The education in our schools, in our homes and probably by government programs all point out how serious is the issue of being drunk, whether in a car or on a snowmobile or on a farm implement. A number of accidents have occurred in our community. They did not just happen on the road.

I remember one of my neighbours who had been drinking quite heavily during the day was having problems with his baler. Luckily the good Lord prevented him from being killed. He stuck his head into the bale chamber when the tractor was running to see what was the problem. That is how serious this issue is when your senses are not 100% clear and you do not really know what you are doing.

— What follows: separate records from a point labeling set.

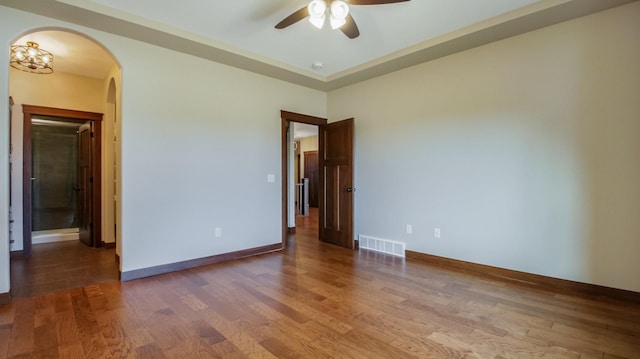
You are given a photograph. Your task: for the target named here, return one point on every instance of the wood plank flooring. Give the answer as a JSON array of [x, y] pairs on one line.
[[58, 266], [317, 301]]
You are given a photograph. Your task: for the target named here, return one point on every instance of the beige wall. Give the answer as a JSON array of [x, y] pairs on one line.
[[184, 130], [58, 90], [524, 152]]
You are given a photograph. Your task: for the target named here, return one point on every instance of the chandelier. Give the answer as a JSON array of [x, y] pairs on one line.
[[31, 58], [337, 12]]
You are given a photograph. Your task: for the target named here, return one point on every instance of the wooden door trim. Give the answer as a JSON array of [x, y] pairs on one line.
[[287, 117], [28, 112]]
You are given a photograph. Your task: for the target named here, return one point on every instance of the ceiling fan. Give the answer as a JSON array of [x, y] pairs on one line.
[[338, 12]]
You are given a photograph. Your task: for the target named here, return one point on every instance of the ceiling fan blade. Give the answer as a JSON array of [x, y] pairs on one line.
[[293, 18], [374, 2], [350, 28]]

We have to start really hammering this home to young families. Children have to be educated to know that they have to be responsible for their actions, whether it is being drunk, whether it is being disobedient to law enforcement officers. Education is worth its weight in gold if it can be more or less implemented in all our homes and schools.

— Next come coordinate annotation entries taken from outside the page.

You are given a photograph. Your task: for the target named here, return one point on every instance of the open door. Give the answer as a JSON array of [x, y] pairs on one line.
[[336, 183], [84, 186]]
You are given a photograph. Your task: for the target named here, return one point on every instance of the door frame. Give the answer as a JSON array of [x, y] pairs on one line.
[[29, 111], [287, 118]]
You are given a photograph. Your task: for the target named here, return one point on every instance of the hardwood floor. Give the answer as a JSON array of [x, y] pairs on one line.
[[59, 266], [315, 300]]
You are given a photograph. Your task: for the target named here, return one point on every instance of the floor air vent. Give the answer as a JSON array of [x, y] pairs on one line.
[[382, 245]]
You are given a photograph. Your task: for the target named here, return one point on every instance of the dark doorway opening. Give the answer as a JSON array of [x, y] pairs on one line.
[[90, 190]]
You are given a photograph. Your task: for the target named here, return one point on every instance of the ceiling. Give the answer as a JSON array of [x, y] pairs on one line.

We can never imagine what kind of savings this country would have emotionally and financially if we did not have the drunk driving instances, whether on the road or on the farms or on the sports field. We have seen a number of serious accidents in boats where boaters should not have been physically behind the wheel.

I thank my hon. colleague for his question. I hope that adds a bit to the debate.

Supply October 30th, 1997

Mr. Speaker, it has been an interesting day so far, not just the debate, but also question period.

As I was sitting and thinking of what I was going to say in these four minutes, I thought I would give an example of how sad some of these drunk driving cases are.

My brother, who is a little younger than I, lives on Highway No. 3. He had his in-laws visit him during the middle of the day one summer to look at the crops. They left at about five o'clock in the afternoon and as they were going down Highway No. 3, his mother-in-law saw a cardbox lying in the ditch. She said “Hey, let's stop and pick up that box. It's junk. Let's clean it up.”

Her husband parked on the gravel shoulder of Highway No. 3. She was in the middle of the ditch when a drunk driver came along. He saw the car sitting on the shoulder of the road and drove on the other side of the car, into the ditch, and killed this woman instantly. She was in the middle of the ditch, not on the road. This happened half a mile from my brother's place.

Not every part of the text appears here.